Jesus says that whoever wants to be the first must become a servant of all (Mark 10:44). This used to make me feel guilty, because as the pastor of a church, I should be the servant of every church member, but I didn’t feel like I was. To me, servants were people who made others’ wishes their commands, and I wasn’t able to do that.
I later realized that I was misunderstanding Jesus’ words. Jesus didn’t behave that way himself. Servants don’t put others’ wishes first, but their needs. They consider their master’s needs more important than their own. To me, true servants are people who help those around them become more successful. According to this definition, I can say that I am a servant, because this has been my attitude towards people around me.

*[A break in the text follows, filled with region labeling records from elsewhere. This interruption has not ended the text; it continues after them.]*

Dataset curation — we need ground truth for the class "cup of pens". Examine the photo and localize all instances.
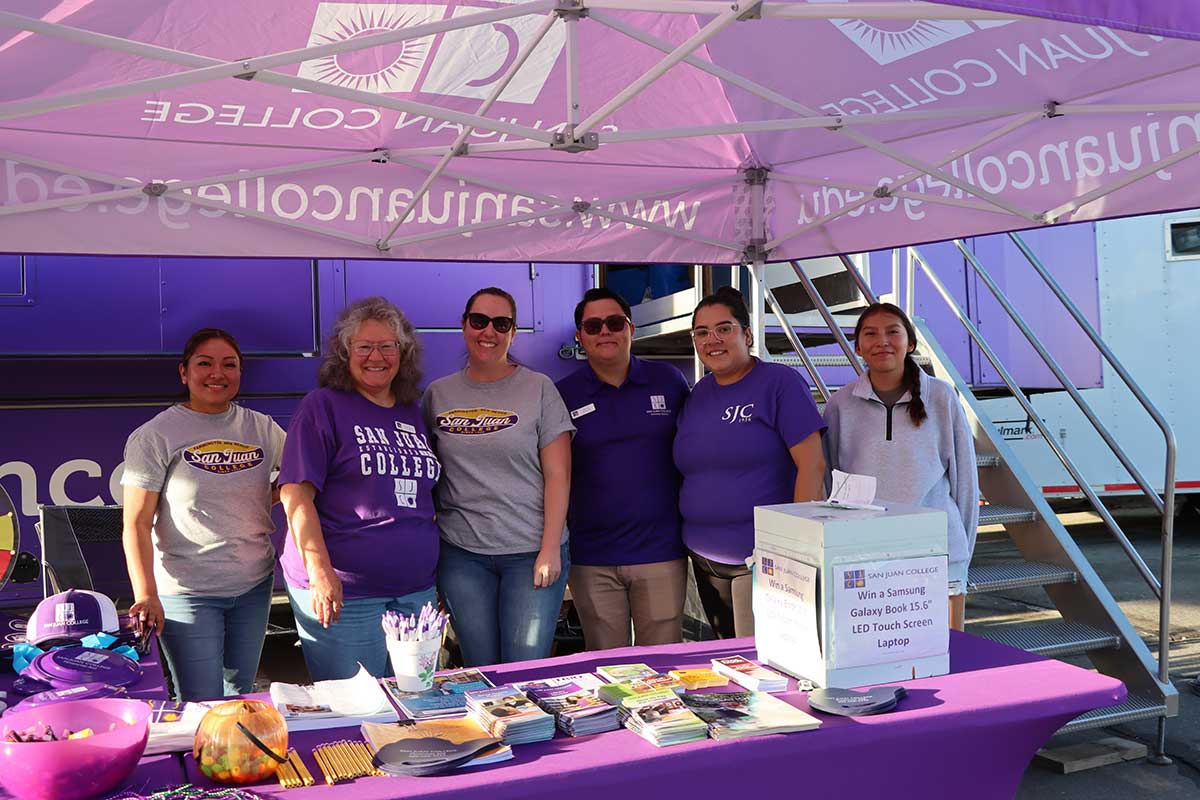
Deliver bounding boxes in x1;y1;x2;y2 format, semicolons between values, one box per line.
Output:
383;603;446;692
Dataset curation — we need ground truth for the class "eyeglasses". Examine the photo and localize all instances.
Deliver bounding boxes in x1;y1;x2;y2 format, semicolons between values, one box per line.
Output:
580;314;629;336
467;312;514;333
350;342;400;359
691;323;743;342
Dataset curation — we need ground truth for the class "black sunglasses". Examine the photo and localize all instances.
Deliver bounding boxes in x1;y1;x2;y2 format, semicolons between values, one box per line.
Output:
467;312;512;333
580;314;629;336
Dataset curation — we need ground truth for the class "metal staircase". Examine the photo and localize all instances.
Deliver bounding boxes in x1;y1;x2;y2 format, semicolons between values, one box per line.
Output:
640;234;1178;763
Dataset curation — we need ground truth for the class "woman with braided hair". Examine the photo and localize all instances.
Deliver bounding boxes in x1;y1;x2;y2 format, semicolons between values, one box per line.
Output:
824;302;979;631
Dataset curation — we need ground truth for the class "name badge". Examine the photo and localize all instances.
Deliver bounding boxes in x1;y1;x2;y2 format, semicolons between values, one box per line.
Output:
571;403;596;420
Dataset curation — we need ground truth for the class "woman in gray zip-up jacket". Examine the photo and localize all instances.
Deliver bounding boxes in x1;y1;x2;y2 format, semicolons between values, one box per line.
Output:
824;303;979;630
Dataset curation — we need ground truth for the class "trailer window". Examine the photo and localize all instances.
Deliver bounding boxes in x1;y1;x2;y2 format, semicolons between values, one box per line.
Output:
1166;219;1200;260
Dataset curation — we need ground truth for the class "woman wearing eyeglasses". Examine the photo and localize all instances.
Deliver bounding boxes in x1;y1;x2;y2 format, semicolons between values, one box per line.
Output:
280;297;442;680
558;289;688;650
421;287;575;666
674;287;826;638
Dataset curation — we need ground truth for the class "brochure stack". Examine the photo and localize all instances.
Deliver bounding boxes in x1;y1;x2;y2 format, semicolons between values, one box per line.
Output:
467;686;554;745
622;688;708;747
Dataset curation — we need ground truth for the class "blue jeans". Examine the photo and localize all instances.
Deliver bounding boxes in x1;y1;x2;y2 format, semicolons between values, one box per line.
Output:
288;584;438;680
158;576;275;700
438;541;571;667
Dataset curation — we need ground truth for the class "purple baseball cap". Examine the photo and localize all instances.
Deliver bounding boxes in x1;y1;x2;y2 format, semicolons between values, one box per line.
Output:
25;589;121;645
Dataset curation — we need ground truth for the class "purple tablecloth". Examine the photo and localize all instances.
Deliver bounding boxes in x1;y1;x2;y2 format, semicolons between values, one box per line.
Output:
185;633;1126;800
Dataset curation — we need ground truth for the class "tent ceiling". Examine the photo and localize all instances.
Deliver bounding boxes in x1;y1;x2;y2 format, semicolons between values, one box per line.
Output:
0;0;1200;263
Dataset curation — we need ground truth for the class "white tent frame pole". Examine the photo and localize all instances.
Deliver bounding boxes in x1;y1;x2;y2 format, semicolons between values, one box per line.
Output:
1045;137;1200;222
563;14;580;127
602;106;1042;144
0;12;554;144
573;208;742;253
766;114;1042;251
389;157;563;206
389;205;571;248
379;14;558;249
583;0;1030;20
575;0;762;139
0;151;380;216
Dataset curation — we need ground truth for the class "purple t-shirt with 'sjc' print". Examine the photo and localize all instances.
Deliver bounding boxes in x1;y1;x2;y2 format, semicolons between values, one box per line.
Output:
674;360;826;564
278;389;442;597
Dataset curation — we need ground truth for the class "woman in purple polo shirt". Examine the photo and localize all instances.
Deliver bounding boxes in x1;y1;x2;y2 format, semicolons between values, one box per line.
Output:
280;297;442;680
674;287;826;639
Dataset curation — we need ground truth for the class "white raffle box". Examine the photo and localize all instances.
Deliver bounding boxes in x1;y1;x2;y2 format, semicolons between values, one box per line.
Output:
754;503;950;688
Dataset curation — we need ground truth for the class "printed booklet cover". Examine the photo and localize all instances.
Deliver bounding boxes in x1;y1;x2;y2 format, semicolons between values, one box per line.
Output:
383;669;494;720
682;692;821;740
361;718;512;776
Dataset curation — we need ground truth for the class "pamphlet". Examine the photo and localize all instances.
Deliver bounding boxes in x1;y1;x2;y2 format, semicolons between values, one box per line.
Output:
383;669;494;720
361;718;512;776
270;664;398;730
683;692;821;740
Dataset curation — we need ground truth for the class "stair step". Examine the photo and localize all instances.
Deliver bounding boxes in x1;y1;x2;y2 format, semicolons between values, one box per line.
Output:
770;351;931;367
1058;694;1166;734
967;561;1079;595
979;503;1038;525
977;620;1121;658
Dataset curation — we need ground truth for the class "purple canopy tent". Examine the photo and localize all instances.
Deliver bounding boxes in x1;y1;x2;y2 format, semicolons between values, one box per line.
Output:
0;0;1200;263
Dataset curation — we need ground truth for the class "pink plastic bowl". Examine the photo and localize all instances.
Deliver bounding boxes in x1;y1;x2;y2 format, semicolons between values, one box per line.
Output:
0;698;150;800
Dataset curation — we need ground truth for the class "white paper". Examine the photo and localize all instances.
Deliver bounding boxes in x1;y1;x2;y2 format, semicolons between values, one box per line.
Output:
828;555;950;668
829;469;877;504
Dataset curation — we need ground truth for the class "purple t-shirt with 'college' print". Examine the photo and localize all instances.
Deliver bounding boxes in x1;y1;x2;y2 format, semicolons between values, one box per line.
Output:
674;359;826;564
278;389;442;599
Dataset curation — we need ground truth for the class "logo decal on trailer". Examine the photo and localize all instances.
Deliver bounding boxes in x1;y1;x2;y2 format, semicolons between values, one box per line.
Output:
294;2;565;103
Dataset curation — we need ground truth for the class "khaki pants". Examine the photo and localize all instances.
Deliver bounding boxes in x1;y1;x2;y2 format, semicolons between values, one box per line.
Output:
569;559;688;650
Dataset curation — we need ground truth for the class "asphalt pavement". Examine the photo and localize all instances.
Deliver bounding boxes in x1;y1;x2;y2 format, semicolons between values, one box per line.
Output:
967;506;1200;800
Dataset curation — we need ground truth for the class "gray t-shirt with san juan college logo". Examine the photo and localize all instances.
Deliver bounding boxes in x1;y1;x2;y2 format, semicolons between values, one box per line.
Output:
421;367;575;555
121;403;283;597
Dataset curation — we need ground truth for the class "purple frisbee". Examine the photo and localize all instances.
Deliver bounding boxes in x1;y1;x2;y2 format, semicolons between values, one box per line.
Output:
22;648;142;688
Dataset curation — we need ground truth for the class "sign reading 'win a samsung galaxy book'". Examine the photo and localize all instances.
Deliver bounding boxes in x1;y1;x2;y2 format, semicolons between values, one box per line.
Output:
833;555;949;667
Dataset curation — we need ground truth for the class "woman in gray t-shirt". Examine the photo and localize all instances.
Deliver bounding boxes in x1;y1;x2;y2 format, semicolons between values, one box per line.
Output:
121;327;283;700
421;287;575;666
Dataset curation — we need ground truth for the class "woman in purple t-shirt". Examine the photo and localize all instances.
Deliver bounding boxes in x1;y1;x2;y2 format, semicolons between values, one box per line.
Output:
278;297;442;680
673;287;826;638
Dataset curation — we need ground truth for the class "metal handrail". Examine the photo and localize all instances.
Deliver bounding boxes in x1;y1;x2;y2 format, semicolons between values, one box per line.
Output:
906;247;1163;597
954;239;1163;513
758;281;830;403
1008;233;1178;705
788;259;863;375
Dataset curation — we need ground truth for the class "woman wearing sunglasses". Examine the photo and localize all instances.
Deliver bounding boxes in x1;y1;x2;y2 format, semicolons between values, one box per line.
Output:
674;287;826;638
280;297;442;680
558;289;688;650
421;287;575;666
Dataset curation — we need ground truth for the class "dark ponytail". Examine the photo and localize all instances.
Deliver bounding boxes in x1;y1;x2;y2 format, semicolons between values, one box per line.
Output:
902;350;929;428
854;302;929;428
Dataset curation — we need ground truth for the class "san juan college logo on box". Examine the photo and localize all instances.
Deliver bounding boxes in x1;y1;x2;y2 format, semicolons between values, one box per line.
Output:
300;2;565;103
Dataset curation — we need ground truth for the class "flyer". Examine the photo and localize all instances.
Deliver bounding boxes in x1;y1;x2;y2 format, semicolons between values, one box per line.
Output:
830;555;949;668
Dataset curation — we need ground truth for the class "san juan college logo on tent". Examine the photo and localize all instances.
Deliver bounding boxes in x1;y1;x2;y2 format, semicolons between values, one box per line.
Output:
300;2;565;103
824;0;1012;66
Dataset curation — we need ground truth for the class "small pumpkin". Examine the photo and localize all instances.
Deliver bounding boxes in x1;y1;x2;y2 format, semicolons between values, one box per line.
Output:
192;700;288;783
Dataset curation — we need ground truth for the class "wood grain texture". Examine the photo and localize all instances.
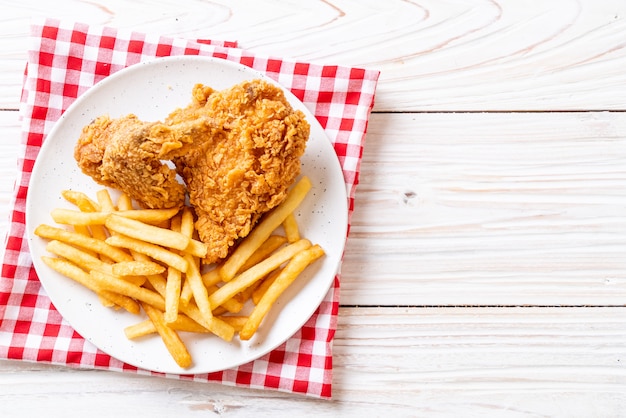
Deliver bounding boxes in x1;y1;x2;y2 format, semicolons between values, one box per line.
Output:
0;308;626;417
0;0;626;111
341;113;626;305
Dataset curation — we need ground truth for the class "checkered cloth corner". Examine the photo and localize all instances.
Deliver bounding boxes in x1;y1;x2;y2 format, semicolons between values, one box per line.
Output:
0;19;379;398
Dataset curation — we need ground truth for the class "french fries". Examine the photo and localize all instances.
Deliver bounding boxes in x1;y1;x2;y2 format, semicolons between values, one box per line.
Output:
35;177;324;368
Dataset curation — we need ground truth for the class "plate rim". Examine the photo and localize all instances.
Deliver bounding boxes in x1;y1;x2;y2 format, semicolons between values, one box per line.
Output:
25;55;349;374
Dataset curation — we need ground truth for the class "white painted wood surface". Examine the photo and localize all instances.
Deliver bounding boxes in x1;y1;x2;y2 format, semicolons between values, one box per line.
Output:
0;0;626;417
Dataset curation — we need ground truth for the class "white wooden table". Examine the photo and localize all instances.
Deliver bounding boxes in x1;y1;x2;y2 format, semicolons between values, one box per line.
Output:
0;0;626;417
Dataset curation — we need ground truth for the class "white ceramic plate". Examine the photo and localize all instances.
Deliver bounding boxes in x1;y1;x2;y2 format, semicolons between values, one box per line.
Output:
26;57;348;373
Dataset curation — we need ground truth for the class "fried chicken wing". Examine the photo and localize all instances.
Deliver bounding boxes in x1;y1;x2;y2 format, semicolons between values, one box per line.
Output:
166;80;310;262
74;80;310;263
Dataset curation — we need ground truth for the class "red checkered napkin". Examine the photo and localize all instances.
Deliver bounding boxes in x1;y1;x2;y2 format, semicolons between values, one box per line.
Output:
0;20;379;398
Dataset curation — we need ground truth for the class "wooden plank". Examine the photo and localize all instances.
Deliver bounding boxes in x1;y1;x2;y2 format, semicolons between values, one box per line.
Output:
0;0;626;111
0;112;626;306
341;113;626;305
0;308;626;417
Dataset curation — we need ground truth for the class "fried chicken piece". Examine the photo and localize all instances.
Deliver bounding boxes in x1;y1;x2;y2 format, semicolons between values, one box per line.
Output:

True servants do sometimes acquiesce to others’ requests, but they also refuse them at times. True servants both encourage and reprimand people.
Some pastors believe that truly loving pastors should accept their members as they are no matter what they do – good or bad. But I think this attitude is a sign of indifference; not love – they want to keep their reputations as loving pastors or are afraid of the reaction they may get when they do or say something that offends their church members.
If pastors want to be true servants, they should be willing to discipline their members when necessary. If church members repeatedly hurt people – including themselves – how can we call their pastor a servant when he folds his arms and does nothing?
I believe that people who help their neighbors live successful lives are true servants. I strive to be such a person. My ministry goal for my staff members is to help them become fruitful and successful professionals in their respective ministry fields. My ministry goal for our deacons is to help them become faithful, respectful servants of the Lord. My ministry goal for our shepherds is to help them receive more rewards than me when we go to heaven.
Because it’s my ministry goal to help others become faithful Christian servants, I correct them when they make mistakes. I give advice if I feel that it will help them. However, I do it after everything is over, not before so I don’t dampen their enthusiasm, nor during it lest I give the impression that I’m interfering. I point out things in writing that will help them do better in the future.
I pray that our church leaders will become true servants so that they can discern the right times to accept or correct the people they serve.